A miscellaneous compilation of articles and off-the-cuff ideas, mostly relating to the English Language and its words, and how well they are used on some occasions, and how badly on others. But other topics and whimsies are likely to keep cropping up too. This blog is closely related to the website mentioned below.

Sunday, 7 December 2008

Try it in Italian

How do you pronounce the word ‘rationale’ (if you use it at all) ? I have long assumed that it's one of the very many words that we have adopted from the French language, so have said something like ‘rashen-arl’. But it isn’t a French word at all: it was borrowed into English in the seventeenth century from Latin, in which language it is the neuter singular of the adjective rationalis (which means ‘reasonable’ or ‘reasoned’).

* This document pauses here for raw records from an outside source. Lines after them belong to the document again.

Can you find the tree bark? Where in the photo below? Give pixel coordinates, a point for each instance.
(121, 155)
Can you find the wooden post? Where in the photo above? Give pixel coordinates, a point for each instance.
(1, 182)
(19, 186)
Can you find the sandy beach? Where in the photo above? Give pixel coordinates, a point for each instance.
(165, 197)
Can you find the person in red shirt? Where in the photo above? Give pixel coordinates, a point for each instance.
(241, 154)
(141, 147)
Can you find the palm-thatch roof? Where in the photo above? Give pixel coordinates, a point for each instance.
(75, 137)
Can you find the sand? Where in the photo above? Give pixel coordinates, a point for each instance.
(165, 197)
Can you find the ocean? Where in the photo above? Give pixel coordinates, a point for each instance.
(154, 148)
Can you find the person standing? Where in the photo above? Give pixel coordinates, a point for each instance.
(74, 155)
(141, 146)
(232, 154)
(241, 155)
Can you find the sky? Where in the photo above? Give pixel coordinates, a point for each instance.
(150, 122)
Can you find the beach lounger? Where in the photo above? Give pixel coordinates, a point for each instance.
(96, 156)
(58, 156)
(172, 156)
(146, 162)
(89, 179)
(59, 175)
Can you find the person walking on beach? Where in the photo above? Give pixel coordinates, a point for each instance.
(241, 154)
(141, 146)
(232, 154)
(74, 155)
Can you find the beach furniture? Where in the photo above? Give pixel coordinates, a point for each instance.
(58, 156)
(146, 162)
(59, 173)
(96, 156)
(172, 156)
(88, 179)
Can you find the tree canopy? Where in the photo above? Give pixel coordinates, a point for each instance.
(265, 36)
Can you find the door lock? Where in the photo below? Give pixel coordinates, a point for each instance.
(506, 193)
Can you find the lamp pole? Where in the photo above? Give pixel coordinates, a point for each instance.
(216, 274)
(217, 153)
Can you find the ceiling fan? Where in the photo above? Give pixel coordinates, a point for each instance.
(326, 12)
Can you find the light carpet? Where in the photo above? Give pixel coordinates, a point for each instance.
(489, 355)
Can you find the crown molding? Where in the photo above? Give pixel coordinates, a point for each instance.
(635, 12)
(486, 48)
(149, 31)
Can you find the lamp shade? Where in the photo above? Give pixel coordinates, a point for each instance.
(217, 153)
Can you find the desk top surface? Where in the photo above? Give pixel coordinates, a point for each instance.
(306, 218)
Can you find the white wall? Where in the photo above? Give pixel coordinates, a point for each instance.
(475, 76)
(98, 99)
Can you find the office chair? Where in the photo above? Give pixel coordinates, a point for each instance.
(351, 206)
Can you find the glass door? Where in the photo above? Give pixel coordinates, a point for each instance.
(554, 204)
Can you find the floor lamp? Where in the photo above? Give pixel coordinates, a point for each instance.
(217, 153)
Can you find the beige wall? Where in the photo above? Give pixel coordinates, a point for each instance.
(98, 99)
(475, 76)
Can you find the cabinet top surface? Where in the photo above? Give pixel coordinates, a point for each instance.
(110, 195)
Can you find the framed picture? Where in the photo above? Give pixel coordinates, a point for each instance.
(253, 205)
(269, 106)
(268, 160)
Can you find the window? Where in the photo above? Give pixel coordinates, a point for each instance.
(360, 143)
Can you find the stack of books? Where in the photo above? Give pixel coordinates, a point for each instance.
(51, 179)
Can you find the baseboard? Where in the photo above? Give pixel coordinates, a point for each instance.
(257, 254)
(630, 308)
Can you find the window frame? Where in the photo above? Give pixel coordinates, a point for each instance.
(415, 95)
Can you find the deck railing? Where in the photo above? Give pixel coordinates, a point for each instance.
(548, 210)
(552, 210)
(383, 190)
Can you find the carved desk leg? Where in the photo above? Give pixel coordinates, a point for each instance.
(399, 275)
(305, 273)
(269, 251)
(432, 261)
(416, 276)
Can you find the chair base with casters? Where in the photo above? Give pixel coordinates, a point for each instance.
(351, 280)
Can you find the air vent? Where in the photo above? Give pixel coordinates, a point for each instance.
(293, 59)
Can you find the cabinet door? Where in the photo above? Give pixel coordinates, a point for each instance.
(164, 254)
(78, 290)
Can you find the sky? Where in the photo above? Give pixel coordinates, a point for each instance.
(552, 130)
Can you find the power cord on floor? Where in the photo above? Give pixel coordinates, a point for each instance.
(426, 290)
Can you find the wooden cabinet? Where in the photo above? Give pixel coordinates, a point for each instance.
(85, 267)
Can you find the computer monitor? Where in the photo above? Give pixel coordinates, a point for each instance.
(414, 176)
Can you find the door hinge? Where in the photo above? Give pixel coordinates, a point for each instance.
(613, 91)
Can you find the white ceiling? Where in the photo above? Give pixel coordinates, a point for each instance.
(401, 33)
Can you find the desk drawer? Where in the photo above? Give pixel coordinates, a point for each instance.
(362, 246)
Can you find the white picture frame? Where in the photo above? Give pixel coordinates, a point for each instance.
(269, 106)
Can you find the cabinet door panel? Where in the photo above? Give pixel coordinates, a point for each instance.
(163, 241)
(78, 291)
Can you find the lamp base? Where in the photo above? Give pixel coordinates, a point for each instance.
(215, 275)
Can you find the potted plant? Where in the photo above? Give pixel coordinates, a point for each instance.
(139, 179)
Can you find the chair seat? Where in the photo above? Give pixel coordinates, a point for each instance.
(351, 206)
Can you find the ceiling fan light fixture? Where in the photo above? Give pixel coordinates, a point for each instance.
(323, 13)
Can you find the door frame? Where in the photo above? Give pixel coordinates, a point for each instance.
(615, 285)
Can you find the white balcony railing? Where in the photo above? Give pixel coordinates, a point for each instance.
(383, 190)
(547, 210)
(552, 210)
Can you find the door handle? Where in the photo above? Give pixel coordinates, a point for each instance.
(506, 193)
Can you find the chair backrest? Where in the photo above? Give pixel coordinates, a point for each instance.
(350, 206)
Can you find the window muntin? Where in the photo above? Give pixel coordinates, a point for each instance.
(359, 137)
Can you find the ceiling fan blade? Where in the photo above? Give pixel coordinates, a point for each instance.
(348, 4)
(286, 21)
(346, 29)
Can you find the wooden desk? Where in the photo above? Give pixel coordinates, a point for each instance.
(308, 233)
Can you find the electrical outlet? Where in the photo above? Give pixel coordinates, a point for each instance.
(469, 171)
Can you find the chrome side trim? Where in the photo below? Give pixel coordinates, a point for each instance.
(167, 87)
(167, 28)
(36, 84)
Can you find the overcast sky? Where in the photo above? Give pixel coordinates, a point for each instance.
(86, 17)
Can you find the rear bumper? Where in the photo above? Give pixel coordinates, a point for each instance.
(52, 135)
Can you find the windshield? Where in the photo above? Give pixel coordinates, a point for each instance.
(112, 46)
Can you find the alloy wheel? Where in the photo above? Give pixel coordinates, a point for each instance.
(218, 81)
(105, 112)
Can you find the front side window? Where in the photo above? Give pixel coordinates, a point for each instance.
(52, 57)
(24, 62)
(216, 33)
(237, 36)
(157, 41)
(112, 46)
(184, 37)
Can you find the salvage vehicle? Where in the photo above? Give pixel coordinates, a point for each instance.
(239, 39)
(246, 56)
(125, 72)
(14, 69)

So Latin rationale means ‘something reasoned’.

But it looks like French; so for a long while a number of people, including me, ignorant of its derivation, have read it and pronounced it as if it were 'Franglais', ‘rash-en-arl’, with three syllables. In fact in true French it should have four syllables 'rass-y-on-arl'; but in Latin it had five syllables, rat-i-on-al-e.

I see that the Shorter Oxford English Dictionary of 1955 encourages us to pronounce that finale ‘e’ separately, to make the word sound something like ‘rash-i-on-ayl-i’. But the modern BBC English Dictionary, the newsreader’s bible, flows with the popular tide and recommends ‘rashen-arl’.

As for me, I think I’ll go Italian. After all, their language is directly derived from Latin. They have the word rationale in their vocabulary, and say something like ‘ratz-i-o-nar-lay’. The fact that it sounds as if it might be the popular name of an Irish Vermin Controller (Ratsy O’Narley) makes the word much more fun.